簡単に左右対称の顔が描ける!CLIP STUDIO PAINT講座 対称定規基本編
2016.04.12
CLIP STUDIO PAINTの機能を使いこなすことで、効果的・効率的に作画ができます。
今回は顔の作画作業を中心に、作画をするテクニックをCLIP STUDIO PAINTの機能を活用しながら紹介します。漫画制作で活用してみましょう。
下描きの清書を「線画」と言います。
下描きに描いたものを、そのまま清書すると下描きの線が邪魔で線画作業がやりにくいです。そんなときは、下描きレイヤーの不透明度を下げて見やすくしましょう。
まずは清書しやすいように「下描き」レイヤーの「不透明度」を下げます。レイヤーパレットの右上にあるゲージを左にスライドして40以下にしました。すると下描きの線が薄くなります。好みに合わせて清書しやすい濃度に調整しましょう。
この不透明度を下げる動作は繰り返し行なうのでオートアクションに記録しておくと便利です。
線画用のレイヤーは複数に分けることで線の修正がしやすくなり、効率的に作業できます。
「顔の中」「髪」「肌・服」の名付けたレイヤーを3枚作成します。見分けが付きやすいよう「髪」と「肌・服」のレイヤーカラーを変更すると作業がし易いです。
上記の動作もオートアクションに記録しておくと便利です。新規ラスターレイヤーを作ったときは必ずレイヤー名を付けることも大切です。増やしすぎてしまった場合は、途中でレイヤーを結合するなどをしてまとめると管理しやすくなります。
設定を完了したら、線画を描きます。今回はキャラクターの顔に重点を当てます。
キャラクターの表情はとても重要です。小さなニュアンスも表現できるよう細めのブラシで丁寧に描き込みます。
1.「顔の中」レイヤーを選択し、Gペン(細めのブラシ)で描き込みます。
2.対称定規を使った下描きは線に沿ってフリーハンドで描くことで周りの線になじみます。
輪郭線は顔の中より太いブラシサイズで強弱をつけて描いていきましょう。線画による立体感が表現しやすくなります。
1.「髪」と「肌・服」レイヤーに輪郭線の線画作業をします。
2.Gペンブラシに「速度」(50以下)のチェックをオンにしておくと、つけペンで描いたような線画をひと筆で描けるので便利です。
3.「速度」オフの場合、線の強弱をひと筆で表現しにくいので太くしたい箇所は描き足すことで補います。
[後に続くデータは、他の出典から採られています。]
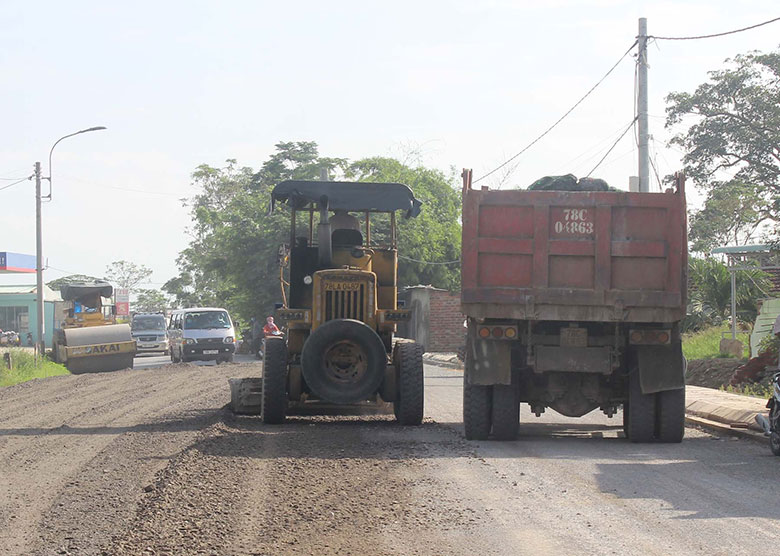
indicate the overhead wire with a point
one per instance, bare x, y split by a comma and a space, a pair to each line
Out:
714, 34
553, 126
603, 158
4.大量のコマを描くので、「速度」のオンオフを必要に応じて切り替えて効率よく描画しましょう。
速度のチェックと数値は上図の通りです。
輪郭の内側の線は輪郭線より細いブラシサイズで描きましょう。輪郭線と同じ太さにすると髪などの繊細な表現ができないからです。
「髪」「肌・服」の輪郭線と同じレイヤーに細い線を描き込んでいきます。
輪郭線ほど強弱を意識する必要はありません。髪の毛の細い線は「速度」はオフにしておくとスムーズです。服のシワなどは「速度」オンの方が良かったりするので、好みに応じて切り替えましょう。
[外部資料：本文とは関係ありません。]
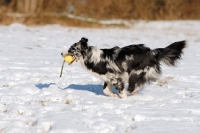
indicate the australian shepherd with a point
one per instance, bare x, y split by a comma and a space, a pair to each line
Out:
135, 64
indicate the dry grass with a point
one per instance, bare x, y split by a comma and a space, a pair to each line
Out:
40, 11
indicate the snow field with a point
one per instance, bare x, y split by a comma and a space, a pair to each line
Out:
33, 98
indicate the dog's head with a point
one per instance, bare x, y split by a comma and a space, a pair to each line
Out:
77, 50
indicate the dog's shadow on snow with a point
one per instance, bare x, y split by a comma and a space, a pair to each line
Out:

ふんわりと立体的に見えるように描き足していくのがコツですが、線を増やしすぎるとごちゃごちゃしてしまうのでキャンバスのズームイン、ズームアウトで確認しながら作業しましょう。
ベタとは黒い塗りつぶし部分のことを言います。ベタが入るとグっと目を引かせることができます。
1.まずは「髪」レイヤーの前髪の角の部分にベタを入れます。
2.ベタ入れしたい箇所を囲うように線を描き、「塗りつぶし」ツールの「ほかのレイヤーを参照」で塗りつぶします。
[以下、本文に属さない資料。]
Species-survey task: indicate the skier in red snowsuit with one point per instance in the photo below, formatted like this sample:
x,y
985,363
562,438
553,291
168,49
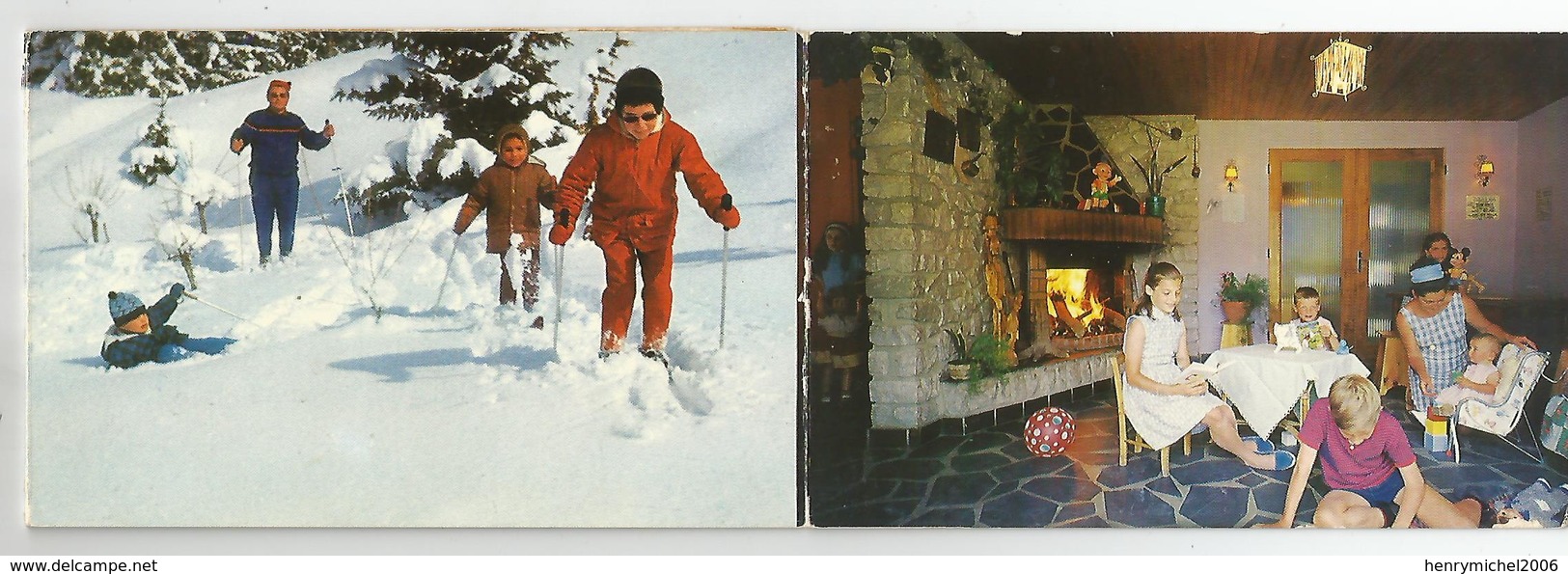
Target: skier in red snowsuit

3.角の部分に塗りつぶしきれない個所ができたら、「塗りつぶし」ツールの「塗り残し部分に塗る」を選択します。
4.塗りつぶしきらない個所にカーソルを合わせると緑の表示が見えるようになります。
5.塗りつぶしきらなかった箇所をクリックするか、面積が広い場合はその箇所をドラッグすると自動で塗りつぶしてくれます。
頬の斜線を入れたい場合にはレイヤーを増やして斜線を入れましょう。
1.顔を一通り描き終えたら最後に「頬」の斜線を入れてみます。
2.新規ラスターレイヤーをひとつ作り「頬」とレイヤー名を入れます。
3.硬めの細いブラシで描きこんでいきましょう。
4.頬の斜線は読者の目を引く重要なポイントでもあるので、レイヤーは分けておいた方がやり直せるので確実です。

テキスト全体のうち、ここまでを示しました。